Because it is an indexed script query, you can select volumes to have each type of graph created for. This makes it easy to select the volumes that you want to see, for instance, NFS latency using the standard list of objects that Cacti provides.

The setup is fairly simple…you’ll need the XML file that describes the inputs and outputs that Cacti communicates to the script, the perl script itself, and import the graph templates. After placing the perl script in your $cacti_path/scripts directory, edit it and make sure that the NetApp SDK files are available. I usually put them in perl’s main library path, but if you have them in the directory with your script(s) just make sure that a use lib "/path/to/NetApp/sdk" is in the script at the top.

After placing the na-cacti-volume-stats.xml file in $path_cacti/resource/script_queries directory, the only other modification you should need to make is to put the username and password that will be used to connect to the NetApp(s) in the XML file. I don’t particularly like this, for one, it’s a security risk, and two, it’s very static. You are welcome to modify the perl script so that it handles authentication a different way, but due to how Cacti behaves and the information that it passes (or doesn’t pass, as the case may be), the only way I have found to provide credentials is outside of the Cacti interface.

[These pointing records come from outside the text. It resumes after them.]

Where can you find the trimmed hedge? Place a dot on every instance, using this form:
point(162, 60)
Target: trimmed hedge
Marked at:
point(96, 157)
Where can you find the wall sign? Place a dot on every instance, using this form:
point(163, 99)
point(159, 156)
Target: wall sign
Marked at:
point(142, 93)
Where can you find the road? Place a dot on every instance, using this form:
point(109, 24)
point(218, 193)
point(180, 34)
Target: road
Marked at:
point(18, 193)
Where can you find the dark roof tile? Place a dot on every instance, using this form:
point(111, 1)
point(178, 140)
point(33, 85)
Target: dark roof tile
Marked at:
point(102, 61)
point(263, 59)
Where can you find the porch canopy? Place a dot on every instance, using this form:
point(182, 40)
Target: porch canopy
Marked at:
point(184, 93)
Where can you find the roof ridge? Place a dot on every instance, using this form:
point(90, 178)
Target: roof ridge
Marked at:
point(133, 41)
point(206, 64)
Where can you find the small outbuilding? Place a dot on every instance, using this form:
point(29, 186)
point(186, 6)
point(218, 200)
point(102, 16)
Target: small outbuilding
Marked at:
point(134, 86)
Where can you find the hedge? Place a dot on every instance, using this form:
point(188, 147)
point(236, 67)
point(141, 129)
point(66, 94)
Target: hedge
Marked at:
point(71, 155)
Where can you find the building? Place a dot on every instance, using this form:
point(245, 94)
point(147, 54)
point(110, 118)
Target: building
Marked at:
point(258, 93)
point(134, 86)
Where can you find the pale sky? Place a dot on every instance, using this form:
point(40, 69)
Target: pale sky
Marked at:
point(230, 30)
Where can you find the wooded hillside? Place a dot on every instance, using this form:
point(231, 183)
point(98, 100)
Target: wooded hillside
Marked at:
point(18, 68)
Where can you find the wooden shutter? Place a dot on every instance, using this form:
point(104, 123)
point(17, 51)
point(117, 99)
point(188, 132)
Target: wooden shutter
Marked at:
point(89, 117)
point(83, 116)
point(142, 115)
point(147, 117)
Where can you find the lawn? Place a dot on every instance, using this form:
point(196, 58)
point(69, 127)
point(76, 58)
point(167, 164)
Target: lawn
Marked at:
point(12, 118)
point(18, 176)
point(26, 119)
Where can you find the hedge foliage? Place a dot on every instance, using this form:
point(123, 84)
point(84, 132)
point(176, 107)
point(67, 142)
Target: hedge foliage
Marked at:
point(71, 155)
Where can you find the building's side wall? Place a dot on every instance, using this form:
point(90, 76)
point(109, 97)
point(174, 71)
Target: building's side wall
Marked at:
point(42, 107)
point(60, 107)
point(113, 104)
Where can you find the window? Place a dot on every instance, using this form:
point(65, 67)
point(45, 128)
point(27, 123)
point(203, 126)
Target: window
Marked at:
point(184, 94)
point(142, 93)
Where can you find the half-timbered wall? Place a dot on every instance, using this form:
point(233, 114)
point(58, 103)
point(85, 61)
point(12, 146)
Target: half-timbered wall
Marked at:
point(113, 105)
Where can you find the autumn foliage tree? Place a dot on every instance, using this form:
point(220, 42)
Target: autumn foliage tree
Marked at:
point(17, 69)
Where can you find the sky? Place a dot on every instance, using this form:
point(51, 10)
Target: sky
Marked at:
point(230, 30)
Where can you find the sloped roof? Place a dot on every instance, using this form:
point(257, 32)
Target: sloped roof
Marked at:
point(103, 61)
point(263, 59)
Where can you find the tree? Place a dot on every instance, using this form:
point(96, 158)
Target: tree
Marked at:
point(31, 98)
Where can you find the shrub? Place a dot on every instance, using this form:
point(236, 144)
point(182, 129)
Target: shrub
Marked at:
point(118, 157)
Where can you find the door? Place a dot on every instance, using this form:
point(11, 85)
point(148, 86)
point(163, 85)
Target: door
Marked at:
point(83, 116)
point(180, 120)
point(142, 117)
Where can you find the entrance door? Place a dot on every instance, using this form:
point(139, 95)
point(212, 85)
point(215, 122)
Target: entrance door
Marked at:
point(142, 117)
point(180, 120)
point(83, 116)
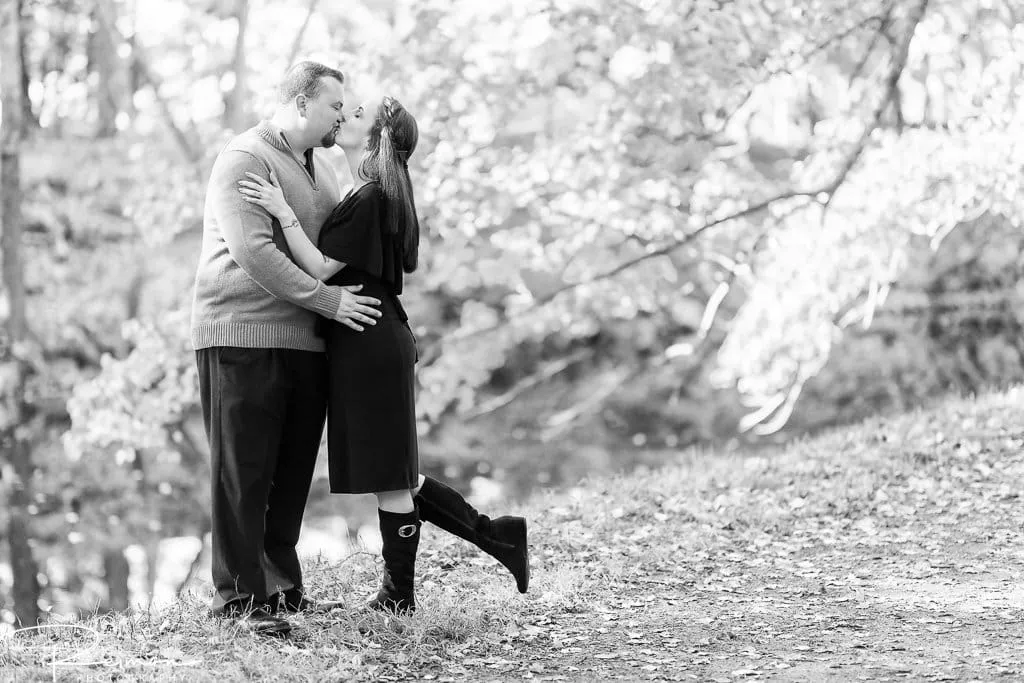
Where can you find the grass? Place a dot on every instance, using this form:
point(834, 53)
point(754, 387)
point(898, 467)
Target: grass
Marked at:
point(884, 551)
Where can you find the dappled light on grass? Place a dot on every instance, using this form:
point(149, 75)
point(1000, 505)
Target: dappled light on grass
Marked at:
point(890, 547)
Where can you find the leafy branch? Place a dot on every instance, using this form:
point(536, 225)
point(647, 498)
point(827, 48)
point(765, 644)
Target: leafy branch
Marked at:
point(827, 189)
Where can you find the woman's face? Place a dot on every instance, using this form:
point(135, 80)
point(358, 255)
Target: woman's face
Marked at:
point(355, 131)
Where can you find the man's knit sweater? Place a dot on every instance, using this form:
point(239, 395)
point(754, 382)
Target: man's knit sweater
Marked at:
point(249, 292)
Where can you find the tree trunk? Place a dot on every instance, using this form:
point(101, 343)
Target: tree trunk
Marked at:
point(107, 65)
point(29, 118)
point(236, 112)
point(116, 570)
point(14, 453)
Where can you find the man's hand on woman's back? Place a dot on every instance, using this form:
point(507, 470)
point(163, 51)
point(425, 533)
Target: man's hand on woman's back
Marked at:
point(355, 310)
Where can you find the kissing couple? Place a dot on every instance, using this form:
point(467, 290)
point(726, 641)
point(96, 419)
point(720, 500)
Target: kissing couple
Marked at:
point(297, 319)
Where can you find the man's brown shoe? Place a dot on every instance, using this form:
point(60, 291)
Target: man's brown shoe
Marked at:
point(260, 622)
point(305, 605)
point(295, 604)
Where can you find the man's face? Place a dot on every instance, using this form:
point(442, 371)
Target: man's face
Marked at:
point(324, 113)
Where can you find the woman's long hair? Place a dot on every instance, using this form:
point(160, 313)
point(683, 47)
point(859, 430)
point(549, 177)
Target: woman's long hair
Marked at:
point(392, 140)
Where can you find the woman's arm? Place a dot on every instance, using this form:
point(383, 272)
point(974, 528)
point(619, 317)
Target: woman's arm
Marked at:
point(268, 195)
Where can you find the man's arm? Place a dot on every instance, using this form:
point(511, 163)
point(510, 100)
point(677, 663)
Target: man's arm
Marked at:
point(248, 230)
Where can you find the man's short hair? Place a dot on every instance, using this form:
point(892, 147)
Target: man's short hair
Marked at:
point(305, 78)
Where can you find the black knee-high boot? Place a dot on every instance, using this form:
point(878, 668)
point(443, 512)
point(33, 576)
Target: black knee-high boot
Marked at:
point(400, 536)
point(502, 538)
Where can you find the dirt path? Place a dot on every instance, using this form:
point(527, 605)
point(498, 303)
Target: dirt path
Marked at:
point(889, 551)
point(846, 558)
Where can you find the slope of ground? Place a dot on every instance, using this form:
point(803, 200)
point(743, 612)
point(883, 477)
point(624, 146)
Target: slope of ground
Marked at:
point(882, 552)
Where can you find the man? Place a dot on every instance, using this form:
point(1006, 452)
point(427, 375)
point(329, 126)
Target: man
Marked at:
point(261, 366)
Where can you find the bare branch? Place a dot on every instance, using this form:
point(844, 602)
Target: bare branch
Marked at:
point(548, 372)
point(902, 50)
point(184, 140)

Anyway, that irritation aside, make sure that the permissions to the file are tightened such that only the Cacti user can access it, which helps to mitigate the security risk. The second part of mitigation is to ensure that the user which connects and polls the NetApp has limited access. You should not (SHOULD NOT!) be using root, or any other user in the Administrators group, to connect. The user you use to connect doesn’t need to modify anything, so they shouldn’t have those role based accesses enabled.

That should get you started. If you have any issues with the script or templates, please let me know in the comments.

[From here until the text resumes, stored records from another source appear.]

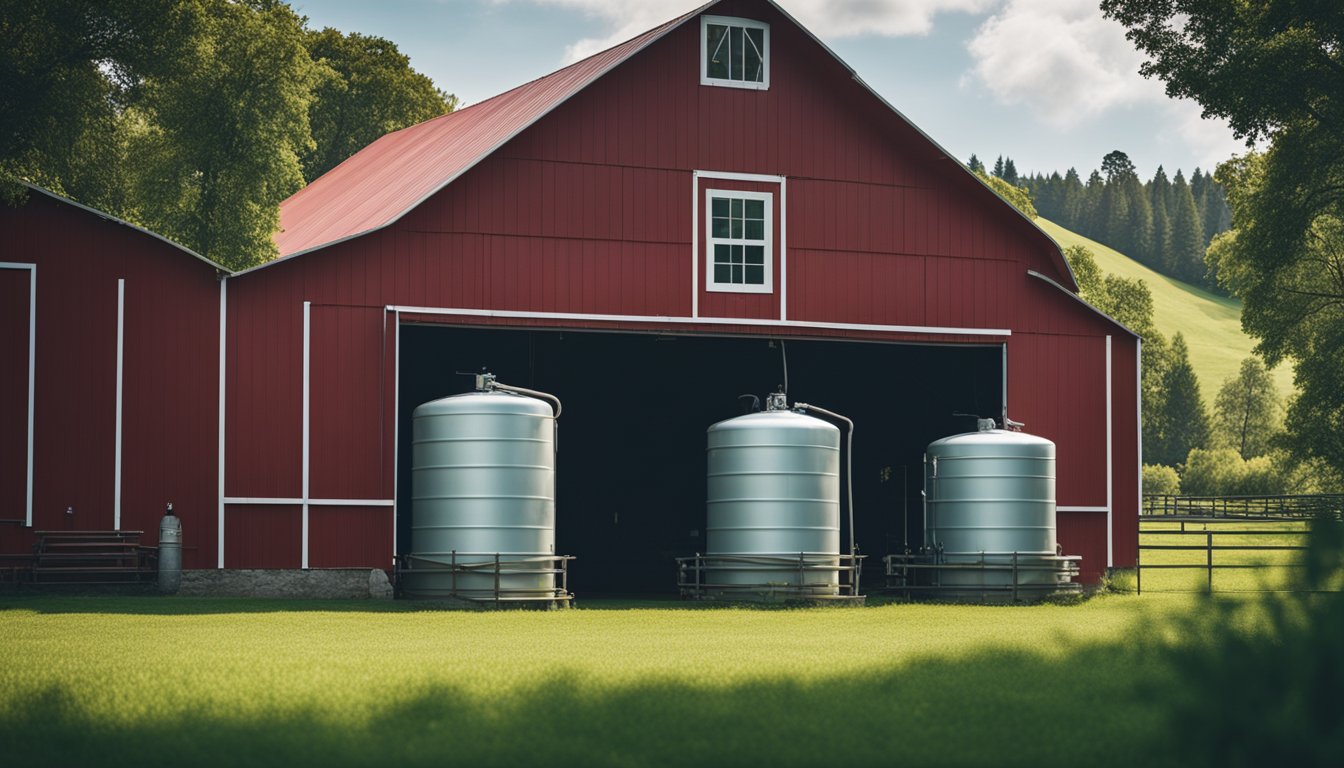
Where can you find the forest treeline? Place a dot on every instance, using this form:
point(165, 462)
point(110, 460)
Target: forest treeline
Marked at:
point(194, 119)
point(1164, 223)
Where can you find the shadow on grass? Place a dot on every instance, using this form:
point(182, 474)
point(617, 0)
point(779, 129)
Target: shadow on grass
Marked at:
point(1089, 706)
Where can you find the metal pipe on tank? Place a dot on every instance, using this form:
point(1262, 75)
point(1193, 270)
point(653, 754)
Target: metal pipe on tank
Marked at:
point(848, 457)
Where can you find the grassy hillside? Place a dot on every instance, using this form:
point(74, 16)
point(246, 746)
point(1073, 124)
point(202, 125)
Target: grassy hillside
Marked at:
point(1211, 323)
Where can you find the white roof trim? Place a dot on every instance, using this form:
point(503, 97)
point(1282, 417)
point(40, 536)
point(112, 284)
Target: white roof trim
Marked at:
point(122, 222)
point(675, 24)
point(1081, 300)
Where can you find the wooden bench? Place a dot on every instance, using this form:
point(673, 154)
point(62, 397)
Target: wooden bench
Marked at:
point(92, 557)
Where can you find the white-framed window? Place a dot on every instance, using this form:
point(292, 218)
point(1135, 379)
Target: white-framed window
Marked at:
point(738, 237)
point(734, 53)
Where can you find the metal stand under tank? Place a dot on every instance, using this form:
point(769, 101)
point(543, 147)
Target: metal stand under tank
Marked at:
point(773, 510)
point(483, 499)
point(989, 522)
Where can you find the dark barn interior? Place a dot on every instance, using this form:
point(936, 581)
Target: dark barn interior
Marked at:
point(631, 462)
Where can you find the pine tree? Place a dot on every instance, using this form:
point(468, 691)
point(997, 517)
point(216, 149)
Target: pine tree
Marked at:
point(1182, 421)
point(1187, 240)
point(1090, 219)
point(1071, 201)
point(1159, 195)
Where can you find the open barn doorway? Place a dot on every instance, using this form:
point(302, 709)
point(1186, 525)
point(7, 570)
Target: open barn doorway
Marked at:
point(631, 468)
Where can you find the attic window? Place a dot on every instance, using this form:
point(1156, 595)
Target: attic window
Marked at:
point(734, 53)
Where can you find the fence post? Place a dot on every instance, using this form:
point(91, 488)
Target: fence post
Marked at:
point(1210, 545)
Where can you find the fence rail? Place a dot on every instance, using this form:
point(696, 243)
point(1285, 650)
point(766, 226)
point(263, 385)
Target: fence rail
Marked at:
point(1294, 506)
point(1207, 544)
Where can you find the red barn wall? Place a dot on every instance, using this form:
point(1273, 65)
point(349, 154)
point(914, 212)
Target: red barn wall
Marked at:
point(170, 379)
point(590, 211)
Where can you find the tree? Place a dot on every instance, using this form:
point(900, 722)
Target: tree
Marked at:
point(67, 69)
point(366, 89)
point(1071, 201)
point(1182, 423)
point(1273, 70)
point(1160, 197)
point(1186, 248)
point(1246, 410)
point(1018, 197)
point(221, 137)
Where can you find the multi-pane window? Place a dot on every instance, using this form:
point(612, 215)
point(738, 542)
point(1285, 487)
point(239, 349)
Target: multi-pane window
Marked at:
point(738, 241)
point(734, 53)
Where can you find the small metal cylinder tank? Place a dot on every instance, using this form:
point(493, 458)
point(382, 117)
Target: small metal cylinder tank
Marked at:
point(483, 490)
point(170, 553)
point(774, 496)
point(991, 499)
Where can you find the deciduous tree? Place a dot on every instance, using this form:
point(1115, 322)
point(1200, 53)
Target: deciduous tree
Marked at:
point(366, 88)
point(1247, 410)
point(1274, 71)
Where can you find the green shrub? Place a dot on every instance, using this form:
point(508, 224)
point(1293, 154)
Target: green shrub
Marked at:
point(1223, 472)
point(1160, 479)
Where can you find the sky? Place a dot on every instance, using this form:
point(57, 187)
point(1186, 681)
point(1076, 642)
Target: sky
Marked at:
point(1050, 84)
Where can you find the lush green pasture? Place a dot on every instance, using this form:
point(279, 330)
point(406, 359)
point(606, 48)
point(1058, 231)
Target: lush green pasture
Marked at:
point(1211, 323)
point(174, 681)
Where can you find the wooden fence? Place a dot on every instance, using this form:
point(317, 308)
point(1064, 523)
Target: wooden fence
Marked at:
point(1293, 506)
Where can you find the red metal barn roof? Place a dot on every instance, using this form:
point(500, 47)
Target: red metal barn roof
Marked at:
point(382, 182)
point(387, 179)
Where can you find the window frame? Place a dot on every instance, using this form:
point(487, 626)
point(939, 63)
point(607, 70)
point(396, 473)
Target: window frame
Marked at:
point(768, 241)
point(734, 22)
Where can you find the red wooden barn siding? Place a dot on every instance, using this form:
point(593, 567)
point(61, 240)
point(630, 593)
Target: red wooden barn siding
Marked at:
point(170, 384)
point(590, 211)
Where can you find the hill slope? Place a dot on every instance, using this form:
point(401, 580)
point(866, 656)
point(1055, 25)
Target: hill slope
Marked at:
point(1211, 323)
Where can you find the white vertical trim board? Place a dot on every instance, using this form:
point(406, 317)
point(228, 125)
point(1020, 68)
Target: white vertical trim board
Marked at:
point(1139, 424)
point(784, 249)
point(308, 312)
point(397, 425)
point(121, 347)
point(32, 369)
point(695, 245)
point(223, 357)
point(1110, 468)
point(1005, 385)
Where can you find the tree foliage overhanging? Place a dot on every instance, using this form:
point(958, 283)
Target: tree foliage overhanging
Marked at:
point(192, 117)
point(1276, 73)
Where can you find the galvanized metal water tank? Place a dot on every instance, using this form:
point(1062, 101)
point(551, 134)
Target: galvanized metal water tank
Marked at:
point(483, 486)
point(991, 494)
point(774, 499)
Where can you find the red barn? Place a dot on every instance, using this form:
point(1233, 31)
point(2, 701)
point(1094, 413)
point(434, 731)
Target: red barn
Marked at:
point(109, 377)
point(717, 206)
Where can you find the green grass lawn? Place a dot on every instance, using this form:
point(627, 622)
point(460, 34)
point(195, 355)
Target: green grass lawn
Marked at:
point(157, 681)
point(1211, 323)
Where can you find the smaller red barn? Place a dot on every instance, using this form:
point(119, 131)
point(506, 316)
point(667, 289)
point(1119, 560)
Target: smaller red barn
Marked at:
point(109, 377)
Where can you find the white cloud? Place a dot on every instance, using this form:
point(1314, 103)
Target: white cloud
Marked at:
point(1061, 59)
point(1210, 140)
point(828, 19)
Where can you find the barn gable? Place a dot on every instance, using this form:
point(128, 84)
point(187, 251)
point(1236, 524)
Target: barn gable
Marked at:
point(399, 172)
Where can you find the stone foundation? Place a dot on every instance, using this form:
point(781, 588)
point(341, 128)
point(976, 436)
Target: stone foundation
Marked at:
point(313, 584)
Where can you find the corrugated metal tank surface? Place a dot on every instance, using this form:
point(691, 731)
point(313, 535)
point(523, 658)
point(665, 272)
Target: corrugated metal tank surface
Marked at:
point(483, 483)
point(773, 491)
point(991, 494)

31 thoughts on “Cacti: Monitor protocol statistics for NetApp volumes

    • Manuel,

      You can monitor LUN statistics using a script very similar to this. I will work on modifying the script and making some templates. Hopefully I can get it posted sometime soon!

      Thanks for reading,

      Andrew

  1. Andrew, I had a problem when I imported the cacti template, I had a lot of unmet dependencies. I went through and tried to add the other templates that were referenced yet the same happened when I re imported. Is there something I am missing?

    • Greg,

      To be honest, I’m not sure what would cause the unmet dependencies. The templates were exported from an 0.8.7f instance, so if you are using the 0.8.7g, that could explain some of it perhaps.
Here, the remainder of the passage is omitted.